‘Delivered Under Fire’: the man who moved the Union’s mail during the Civil War
Delivering the Mail by Allen Abel
A poignant letter, penned 160 years ago, begins:
“I take my pen in hand to rite you A few lines to let you know that I have not forgot you and I want to see you as bad as ever
“Oh! My dear Children how I do want to see you ... ”
Those aching words from a soldier to his family have lost none of their power in a century and a half.
The writer, Pvt. Spottswood Rice of the 67th Regiment of the United States Colored Infantry, was born a slave in the autumn of 1819. In 1864, Rice had volunteered to fight for the Union. His letters from a military hospital in St. Louis convey his longing for his kin, and odium for the woman named Kittey Diggs who held them as property.
“I want you to understand Kittey Diggs,” Rice wrote in one letter, “that were ever you and I meet we are enmays [enemies] to each othere. My Children is my own and I expect to get them ... ”
Rice’s grim determination, in itself, was wondrous. Yet it was compounded by another little-studied miracle: the process by which his impassioned letters and the letters written by and to Union soldiers on the ever-shifting front lines were collected by courageous postal agents even as the bullets flew.
In all, tens of millions of messages were conveyed safely and reliably from the parapets to the homes of the men’s loved ones, and from waiting wives and anxious parents to their husbands and sons encamped in the valley of the shadow of death.
To historian and author Candice Shy Hooper, whose ancestors fought on both sides of the conflict, it is the astonishing performance of the Northern mail system, and, in particular, the life story of the devoted civilian called the “messenger of joy” who organized and led it, that deserves to be memorialized and celebrated after all these years.
“There are a hundred thousand books about the Civil War, and that’s just the ones that they can count,” Hooper told Linn’s Stamp News at the Library of Congress in Washington, D.C., in December. “Yet I could not find any of them that explained how the letters that they all cite were delivered.”
“How did the mail get through?” she pondered. “It was almost like magic. Even the most receptive Civil War audiences don’t know the story.”
Hooper’s rejoinder was to write the missing book herself. The result is Delivered Under Fire: Absalom Markland and Freedom’s Mail, the first full biography of Markland, the special agent of the United States Post Office Department — and childhood schoolmate of Ulysses S. Grant — whose command of the posts was so resolute and efficient that his flotilla was waiting offshore at Savannah, Ga., with 20 tons of letters even before William Tecumseh Sherman’s battalions completed their March to the Sea.

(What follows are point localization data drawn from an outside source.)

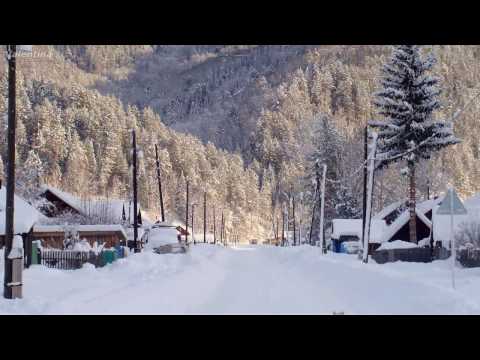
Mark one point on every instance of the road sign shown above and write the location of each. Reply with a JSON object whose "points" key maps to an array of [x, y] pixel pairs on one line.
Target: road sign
{"points": [[451, 205]]}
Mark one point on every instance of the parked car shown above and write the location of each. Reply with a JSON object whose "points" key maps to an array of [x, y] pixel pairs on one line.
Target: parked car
{"points": [[164, 240]]}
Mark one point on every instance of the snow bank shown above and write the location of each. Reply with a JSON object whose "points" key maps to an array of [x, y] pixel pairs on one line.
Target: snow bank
{"points": [[397, 244], [248, 280]]}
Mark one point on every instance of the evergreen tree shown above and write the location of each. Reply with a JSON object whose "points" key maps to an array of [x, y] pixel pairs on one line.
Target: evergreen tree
{"points": [[30, 175], [407, 102]]}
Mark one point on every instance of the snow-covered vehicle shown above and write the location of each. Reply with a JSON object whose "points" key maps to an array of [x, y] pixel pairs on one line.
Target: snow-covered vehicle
{"points": [[163, 239], [350, 247]]}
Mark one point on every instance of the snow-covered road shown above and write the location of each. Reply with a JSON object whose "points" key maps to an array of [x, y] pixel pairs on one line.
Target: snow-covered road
{"points": [[254, 280]]}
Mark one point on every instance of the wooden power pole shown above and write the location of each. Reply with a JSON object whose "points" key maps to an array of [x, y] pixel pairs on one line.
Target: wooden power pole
{"points": [[11, 288], [365, 175], [294, 225], [204, 217], [214, 228], [186, 215], [162, 210], [135, 211]]}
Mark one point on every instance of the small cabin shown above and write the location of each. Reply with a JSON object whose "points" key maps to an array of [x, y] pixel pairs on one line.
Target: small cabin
{"points": [[397, 217], [53, 236]]}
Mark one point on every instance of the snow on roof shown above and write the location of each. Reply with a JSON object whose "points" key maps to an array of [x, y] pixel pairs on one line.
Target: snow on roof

This was not a fairy tale. It was devoted public service at what was, in Hooper’s words, “The magical point in our history when we had a literate population eager to communicate with each other and no censorship.”
It was Sherman who christened Markland the “messenger of joy,” and it was Grant who dubbed his old Kentucky friend “colonel” and put him in charge of the military postal service even though there is no evidence that Markland ever spent a day in uniform.

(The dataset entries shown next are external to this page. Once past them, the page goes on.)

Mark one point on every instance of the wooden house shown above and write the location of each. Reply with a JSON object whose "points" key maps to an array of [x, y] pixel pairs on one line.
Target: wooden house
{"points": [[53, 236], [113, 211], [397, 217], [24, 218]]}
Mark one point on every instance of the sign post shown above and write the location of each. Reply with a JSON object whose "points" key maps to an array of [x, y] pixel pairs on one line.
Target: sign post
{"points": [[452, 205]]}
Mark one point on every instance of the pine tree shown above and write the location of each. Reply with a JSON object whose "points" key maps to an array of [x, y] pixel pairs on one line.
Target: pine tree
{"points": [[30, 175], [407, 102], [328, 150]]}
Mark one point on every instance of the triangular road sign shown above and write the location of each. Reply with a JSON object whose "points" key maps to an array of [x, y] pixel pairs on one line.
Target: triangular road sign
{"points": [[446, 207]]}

Markland hardly was the archetype of the soldier in William Wordsworth’s poem, Character of the Happy Warrior. “He had a particularly morbid sense,” Hooper said.
Markland’s own letters exude a melancholy air typical of the age that is on display in the following quotes.

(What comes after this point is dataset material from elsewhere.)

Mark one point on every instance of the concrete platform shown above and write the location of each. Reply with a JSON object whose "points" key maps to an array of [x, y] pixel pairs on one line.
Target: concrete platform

“I will be at home if alive about the 10th [October]. ... ”
“I will not fall into the hands of the Secessionists if I can help it, yet I should be with the Star-Spangled Banner and if it falls, I may go with it ... ”
And of his wife’s ailing father, Markland grimly observed, “I might not see him again this side of the dark valley that separates us from the land Hereafter ... ”
Before Markland, Hooper writes in her book, “Soldiers’ families had to wait in long lines at the post office, often to receive terrible news of the wounding or death of a loved one in a letter passed across the crowded counter or in a newspaper death roll tacked to the wall.”
Those “public stages for private heartbreak,” as another historian called them, would be replaced by city home delivery as the volume of mail from the front exploded.
Grant, of course, would serve two terms as president. Markland evaded the “land Hereafter” until 1888.
And the tempest of war would blow away the chains of bondage and return Rice, now a free and famous man of God, back to his wife and children, with whom he would live until 1907.
But for the millions of Rice’s fellow soldiers and their wives and widows, only the handwritten word endures in fading ink on browning paper. Unknown but by their letters, the soldiers of the Civil War march on.